Date of Conferral

2015

Degree

Doctor of Education (Ed.D.)

School

Education

Advisor

Ellen Scales

Abstract

Response to intervention (RTI) is a federal program created to improve student learning and reduce the number of students misidentified as needing special education services. Differing interpretations of how best to implement RTI between campuses and districts have resulted in teachers' confusion and misperceptions of the program. The purpose of this study was to understand how elementary classroom teachers' perceptions of RTI affect classroom instruction. Based on Gagne's instructional theory and Bruner's theory of constructivism, the study examined the perceptions of 10 classroom teachers in 2 low socio-economic elementary schools.

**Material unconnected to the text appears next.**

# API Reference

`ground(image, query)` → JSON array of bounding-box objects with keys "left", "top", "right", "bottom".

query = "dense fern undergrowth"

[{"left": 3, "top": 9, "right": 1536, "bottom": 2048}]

The study examined how RTI forms and protocols, administrative leadership, and professional development impacted participants' perceptions of RTI and their classroom instructional practices. Data collected from group and individual interviews were transcribed and coded using open and axial coding to create categories. Participants' progress monitoring logs and the researcher's field notes corroborated interview results. Findings showed that teachers' limited knowledge of RTI resulted in frustration or indifference and that erudite administrative leadership and professional development are needed to improve classroom implementation. A district-wide, digital professional development plan based on the study's findings was recommended to improve educators' and administrators' understandings of the RTI program. Results add to the limited body of qualitative research exploring teachers' perceptions of RTI. Implications could improve teachers' and administrators' understandings and perceptions, foster collaboration leading to social change, and ultimately improve student learning.